Source: Federal Reserve bank of Kansas City, Bloomberg, Apollo Chief Economist. Note: A positive value indicates that financial stress is above the long-run average, while a negative value signifies that financial stress is below the long-run average. Variables included are Treasury REPO Spread (spread between GCF REPO rate and three-month Treasury bill rate), Two-year swap spread (spread between two-year US interest rate swap rate and two-year Treasury yield), Spread between off-the-run 10-year Treasury yield and on-the-run 10-year constant maturity Treasury yield, Spread between Aaa corporate bond yield and 10-year constant maturity Treasury yield, Spread between Baa and Aaa corporate bond yields, Spread between High-yield Bond and Baa spread, Spread between fixed-rate credit card ABS yield and five-year constant maturity Treasury yield, Negative value or correlation between total return on S&P500 and total return on two-year Treasury bonds, Implied volatility of overall stock prices, Idiosyncratic volatility of bank stock prices, Cross-sectional dispersion of bank stock returns.
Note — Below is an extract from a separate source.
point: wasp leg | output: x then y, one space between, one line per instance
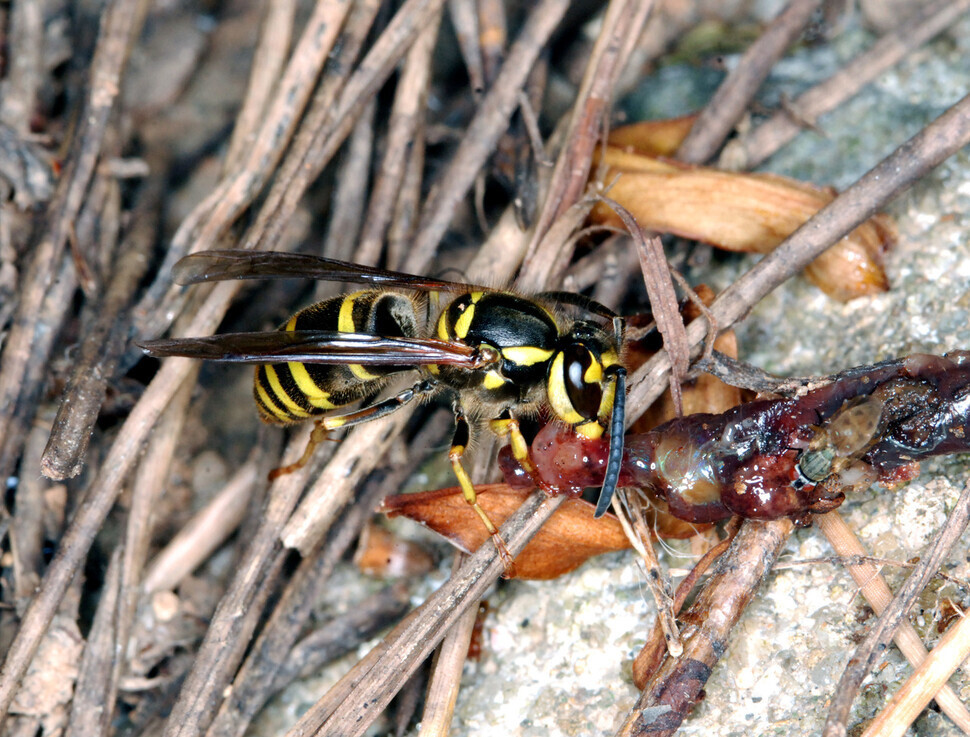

Source: Federal Reserve bank of Chicago, Bloomberg, Apollo Chief Economist. Note: The NFCI provides a comprehensive weekly update on US financial conditions in money markets, debt and equity markets, and the traditional and “shadow” banking systems. The National Financial Conditions Index (NFCI) is a weighted average of a large number of variables (105 measures of financial activity) each expressed relative to their sample averages and scaled by their sample standard deviations.
Source: Federal Reserve bank of St. Louis, Bloomberg, Apollo Chief Economist. Note: The index measures the degree of financial stress in the markets and is constructed from 18 weekly data series: seven interest rate series, six yield spreads and five other indicators. Each of these variables captures some aspect of financial stress.
Source: FRB of New York, Apollo Chief Economist (Note: Corporate bonds are a key source of funding for US non-financial corporations and a key investment security for insurance companies, pension funds, and mutual funds). Distress in the corporate bond market can thus both impair access to credit for corporate borrowers and reduce investment opportunities for key financial sub-sectors. CMDI offers a single measure to quantify joint dislocations in the primary and secondary corporate bond markets. Ranging from 0 to 1, a higher level of CMDI corresponds with historically extreme levels of dislocation. CMDI links bond market functioning to future economic activity through a new measure.
Source: Bloomberg, Apollo Chief Economist. Note: The Bloomberg Financial Conditions Index includes Ted Spread, Commercial Paper/T-Bill Spread, Libor-OIS Spread, Baa Corporate/Treasury Spread, Muni/Treasury Spread, High Yield/Treasury Spread, Swaption Volatility Index, S&P500 Share Prices, VIX Index.